この二人の間に、何らかの不一致があったようです。考え方の違いであったのか、働き方をめぐる意見の対立であったのか、詳しい原因は分かりません。しかし、パウロが二人の名前を知っており、遠く離れた獄中からこのことを書いているのですから、この二人の関係は、教会にとって見過ごすことのできないものとなっていたのでしょう。
当時、キリスト者として生き、福音を宣べ伝えることには、さまざまな困難が伴いました。パウロ自身が今、キリストの福音を宣教したことによって投獄されていることからも、そのことはわかります。ですから、彼が「福音のためにわたしと共に戦ってくれた」と語るほど、エボディアとシンティケという二人の女性は、福音のために労苦を共にしてくれた、大切な同労者だったのです。そのような二人の間の不協和音を放置すれば、やがて教会の交わり全体を傷つけることにもなりかねないと、パウロは懸念していたのでしょう。
パウロは、どちらか一方だけが悪かったとは言っていません。二人に向かって等しく、「主において同じ思いを抱きなさい」と勧めています。人間が共に生きるところには、違いがあります。教会も例外ではありません。むしろ教会は、年齢も、生まれ育った環境も、性格も、信仰の歩みも異なる者たちが、神によって集められている所です。ですから、意見の対立や行き違いが起こること自体は、不思議なことではありません。私たちのこの教会でも、これまでも意見の対立はあったでしょうし、これから先もそのようなことは起こり得るでしょう。その時私たちは、互いの意見の違いをどのように乗り越えればいいのでしょう。
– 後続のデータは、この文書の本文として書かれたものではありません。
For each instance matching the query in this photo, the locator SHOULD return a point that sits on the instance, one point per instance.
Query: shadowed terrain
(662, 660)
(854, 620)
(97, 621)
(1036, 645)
問題は、違いがあることではなく、その違いの中で私たちの心を何が支配するか、ということです。自分の正しさを守ろうとするあまり、共にキリストの恵みによって生かされていることを忘れてしまったなら、怒りや苛立ち、悲しみ、妬み、自分こそ正しいのだと相手を批判する思いが、いつの間にか私たちの心を占めてしまいます。パウロは、無理に合わせて「同じ意見になりなさい」と言っているのではありません。お互いが自分の思いを絶対のものとすることをやめ、共に主イエス・キリストの前に立つことを勧めているのです。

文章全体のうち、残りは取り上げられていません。